About Florida Dispensaries
Florida dispensaries provide registered medical marijuana patients with access to a variety of products to help manage their qualifying medical conditions. Medical marijuana is legal for registered patients who can buy regulated cannabis products from licensed dispensaries throughout the state.
There are currently over 700 dispensaries operating in Florida, with many offering a range of products including smokable whole flower, infused edibles, concentrates, tinctures, oils, and more. Many offer 1st time patient discounts as well as other dispensary discounts. Visit our main dispensary page here for more information as well as our dispensary near me map.
The History of Florida Marijuana Laws
Several attempts were made to legalize medical marijuana in Florida between 1978 and 2014 with no success. Then, in 2014, Florida legislators passed the “Charlotte’s Web” bill, a measure which allowed the use of low-THC, high-CBD extracts for the purpose of treating a short list of serious conditions such as intractable epilepsy. Lawmakers expanded the program in 2016 to permit terminally ill patients to use medical marijuana, with no restrictions on THC levels. The first dispensary of low-THC cannabis didn’t open until July of 2016.

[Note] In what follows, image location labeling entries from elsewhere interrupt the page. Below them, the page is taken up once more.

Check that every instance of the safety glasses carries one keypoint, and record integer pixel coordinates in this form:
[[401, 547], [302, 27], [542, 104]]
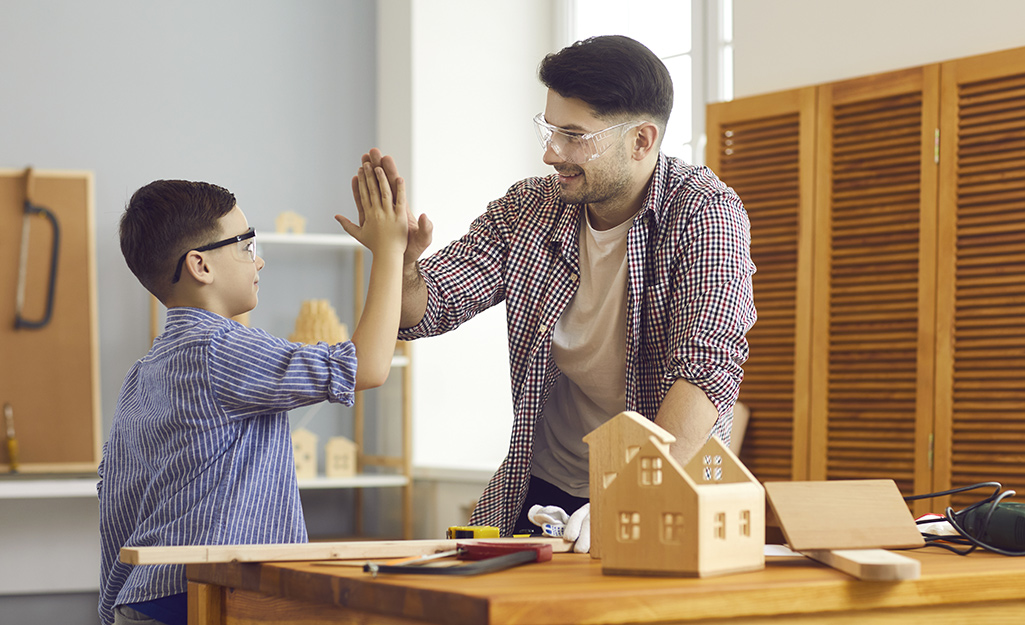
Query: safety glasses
[[247, 249], [575, 148]]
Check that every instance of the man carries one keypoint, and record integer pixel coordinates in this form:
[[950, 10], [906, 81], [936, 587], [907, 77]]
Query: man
[[626, 278]]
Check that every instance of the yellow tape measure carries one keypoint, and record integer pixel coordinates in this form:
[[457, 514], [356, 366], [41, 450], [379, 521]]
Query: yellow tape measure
[[472, 532]]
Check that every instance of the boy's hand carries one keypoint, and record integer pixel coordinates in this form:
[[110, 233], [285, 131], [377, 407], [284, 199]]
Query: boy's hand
[[383, 223], [419, 232]]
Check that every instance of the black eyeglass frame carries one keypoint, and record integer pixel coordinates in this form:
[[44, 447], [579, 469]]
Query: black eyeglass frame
[[249, 234]]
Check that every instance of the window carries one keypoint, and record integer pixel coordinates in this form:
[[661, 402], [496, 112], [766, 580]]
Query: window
[[672, 528], [720, 526], [713, 468], [651, 470], [629, 527], [694, 39]]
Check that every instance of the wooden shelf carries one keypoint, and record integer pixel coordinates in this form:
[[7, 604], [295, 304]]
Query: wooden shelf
[[30, 487], [356, 482]]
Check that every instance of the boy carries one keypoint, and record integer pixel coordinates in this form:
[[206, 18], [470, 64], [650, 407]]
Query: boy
[[200, 450]]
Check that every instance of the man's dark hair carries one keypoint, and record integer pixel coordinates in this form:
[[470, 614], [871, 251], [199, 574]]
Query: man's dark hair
[[165, 219], [615, 75]]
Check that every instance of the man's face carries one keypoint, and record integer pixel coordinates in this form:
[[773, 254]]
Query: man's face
[[604, 179]]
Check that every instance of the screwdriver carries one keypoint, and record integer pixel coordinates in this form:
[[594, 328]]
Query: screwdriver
[[8, 416]]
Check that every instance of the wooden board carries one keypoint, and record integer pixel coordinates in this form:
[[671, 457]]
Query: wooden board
[[869, 565], [190, 554], [843, 514], [50, 375]]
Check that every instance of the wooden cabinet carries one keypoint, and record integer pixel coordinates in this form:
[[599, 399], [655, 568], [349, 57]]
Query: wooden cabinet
[[888, 224]]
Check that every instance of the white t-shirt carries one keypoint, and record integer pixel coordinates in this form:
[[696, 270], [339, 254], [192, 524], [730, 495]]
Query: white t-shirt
[[589, 347]]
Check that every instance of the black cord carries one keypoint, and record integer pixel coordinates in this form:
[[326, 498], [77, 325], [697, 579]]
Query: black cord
[[955, 521]]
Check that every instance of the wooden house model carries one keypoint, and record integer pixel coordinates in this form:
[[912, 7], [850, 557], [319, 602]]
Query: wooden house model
[[658, 517], [304, 453], [610, 447], [339, 457]]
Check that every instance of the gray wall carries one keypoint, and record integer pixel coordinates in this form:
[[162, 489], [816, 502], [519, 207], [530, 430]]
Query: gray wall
[[274, 99]]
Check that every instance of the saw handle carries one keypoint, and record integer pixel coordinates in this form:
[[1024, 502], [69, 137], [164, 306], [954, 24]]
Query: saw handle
[[21, 322]]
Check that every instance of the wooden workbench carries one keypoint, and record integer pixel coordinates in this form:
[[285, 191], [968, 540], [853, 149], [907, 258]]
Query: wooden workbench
[[980, 588]]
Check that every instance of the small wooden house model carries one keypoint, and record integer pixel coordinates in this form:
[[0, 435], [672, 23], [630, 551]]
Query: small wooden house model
[[339, 457], [660, 518], [304, 453], [610, 447]]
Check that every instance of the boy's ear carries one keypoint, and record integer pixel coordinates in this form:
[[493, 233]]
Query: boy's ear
[[197, 266]]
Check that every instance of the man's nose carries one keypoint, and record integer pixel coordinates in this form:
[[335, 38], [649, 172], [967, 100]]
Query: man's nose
[[550, 157]]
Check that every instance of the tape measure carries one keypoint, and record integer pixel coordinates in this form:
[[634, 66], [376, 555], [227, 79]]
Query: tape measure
[[456, 532]]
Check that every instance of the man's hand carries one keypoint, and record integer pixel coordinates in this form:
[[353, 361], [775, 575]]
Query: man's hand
[[419, 231]]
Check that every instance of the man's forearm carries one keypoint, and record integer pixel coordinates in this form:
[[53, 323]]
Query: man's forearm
[[688, 414], [414, 296]]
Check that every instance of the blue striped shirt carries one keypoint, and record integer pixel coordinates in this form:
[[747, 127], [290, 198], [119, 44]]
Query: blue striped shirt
[[200, 451]]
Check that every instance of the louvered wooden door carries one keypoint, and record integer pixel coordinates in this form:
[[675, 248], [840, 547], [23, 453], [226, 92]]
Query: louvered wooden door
[[980, 417], [871, 355], [763, 147]]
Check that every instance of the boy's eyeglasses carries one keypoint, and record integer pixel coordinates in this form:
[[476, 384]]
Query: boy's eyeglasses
[[575, 148], [246, 247]]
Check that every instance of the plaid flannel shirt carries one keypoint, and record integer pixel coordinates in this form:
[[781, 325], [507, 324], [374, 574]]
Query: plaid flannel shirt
[[689, 300]]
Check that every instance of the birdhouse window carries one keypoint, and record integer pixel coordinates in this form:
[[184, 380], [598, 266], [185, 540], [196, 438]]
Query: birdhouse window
[[630, 452], [720, 526], [672, 528], [651, 470], [713, 468], [629, 527]]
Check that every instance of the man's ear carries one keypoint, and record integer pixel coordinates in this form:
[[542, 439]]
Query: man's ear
[[197, 267], [645, 140]]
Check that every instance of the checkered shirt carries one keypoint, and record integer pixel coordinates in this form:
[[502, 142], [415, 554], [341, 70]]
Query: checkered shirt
[[689, 300]]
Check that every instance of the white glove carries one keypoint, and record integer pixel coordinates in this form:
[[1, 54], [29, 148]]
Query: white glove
[[578, 530], [555, 522], [551, 519]]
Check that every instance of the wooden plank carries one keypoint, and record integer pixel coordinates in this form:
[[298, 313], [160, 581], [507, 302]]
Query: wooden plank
[[869, 565], [189, 554], [57, 425], [843, 514]]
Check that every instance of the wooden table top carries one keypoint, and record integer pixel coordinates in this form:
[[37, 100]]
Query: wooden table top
[[572, 588]]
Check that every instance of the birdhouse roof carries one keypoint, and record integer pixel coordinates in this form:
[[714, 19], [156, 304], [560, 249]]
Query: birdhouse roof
[[624, 426]]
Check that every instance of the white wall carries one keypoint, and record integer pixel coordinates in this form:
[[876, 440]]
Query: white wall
[[791, 43], [458, 89]]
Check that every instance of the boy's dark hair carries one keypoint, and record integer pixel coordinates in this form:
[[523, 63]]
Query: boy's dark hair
[[164, 220], [615, 75]]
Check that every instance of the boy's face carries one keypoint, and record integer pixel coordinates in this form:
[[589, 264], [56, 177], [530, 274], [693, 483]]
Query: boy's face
[[237, 276]]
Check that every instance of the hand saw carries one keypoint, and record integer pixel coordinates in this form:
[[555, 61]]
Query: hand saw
[[23, 267], [489, 556]]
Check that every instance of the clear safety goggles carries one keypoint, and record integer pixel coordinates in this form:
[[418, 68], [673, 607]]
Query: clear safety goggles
[[245, 249], [575, 148]]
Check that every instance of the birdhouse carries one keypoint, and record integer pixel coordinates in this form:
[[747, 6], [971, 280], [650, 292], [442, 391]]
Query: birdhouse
[[339, 457], [318, 322], [703, 519], [610, 447], [290, 221], [304, 453]]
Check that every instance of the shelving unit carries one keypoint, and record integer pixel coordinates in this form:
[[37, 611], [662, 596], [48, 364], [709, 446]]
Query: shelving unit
[[402, 463]]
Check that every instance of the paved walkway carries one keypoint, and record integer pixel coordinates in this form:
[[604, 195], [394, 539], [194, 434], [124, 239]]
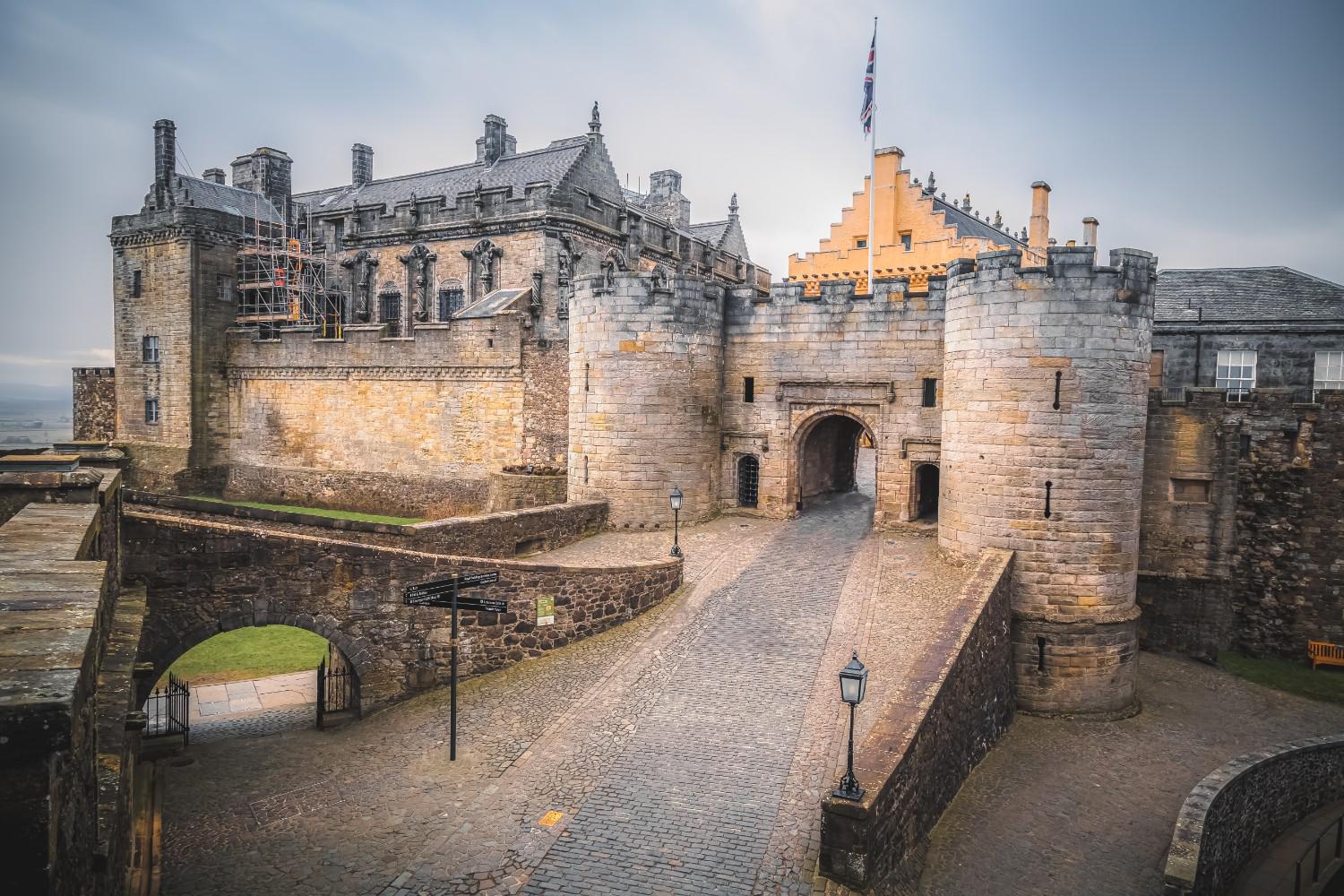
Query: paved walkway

That same year, advocates were able to get the “Compassionate Medical Cannabis Act of 2014” onto the November 2014 ballot. The bill fell just 2.5% short of the 60% of yes votes needed to pass the constitutional amendment.
The next year, in 2015, a number of municipalities including Miami-Dade County, Tampa, Key West, and Orlando began allowing officers to cite adults found in possession of marijuana rather than arrest them.
Things began to change in 2016 when Amendment 2 passed with a popular vote of 71%. The legislation established a full-blown medical marijuana program. Then, in special session, the senate passed bill SB8A which created strict regulations that applied to Amendment 2, such as making it illegal to purchase dried flower and to grow cannabis at home.
In 2017, the Florida Legislature passed a law to prevent patients from using smokable marijuana. That same year, two bills were introduced to decriminalize possession of small amounts of marijuana. However, the Senate Criminal Justice Committee “temporarily postponed” review of the bills.
In the spring of 2018, Leon County Circuit Court Judge Karen Gievers heard a case brought by People United for Medical Marijuana and Florida for Care on behalf of two medical patients which challenged the legislature’s attempt to restrict patients’ options and prohibit the use of dried cannabis flower. Judge Grievers ruled that patients “have the right to use the smokable forms of medical marijuana for treatment of their debilitating medical conditions as recommended by their certified physicians.”
On March 18th, 2019, Governor Ron DeSantis signed smokable marijuana in Florida into law.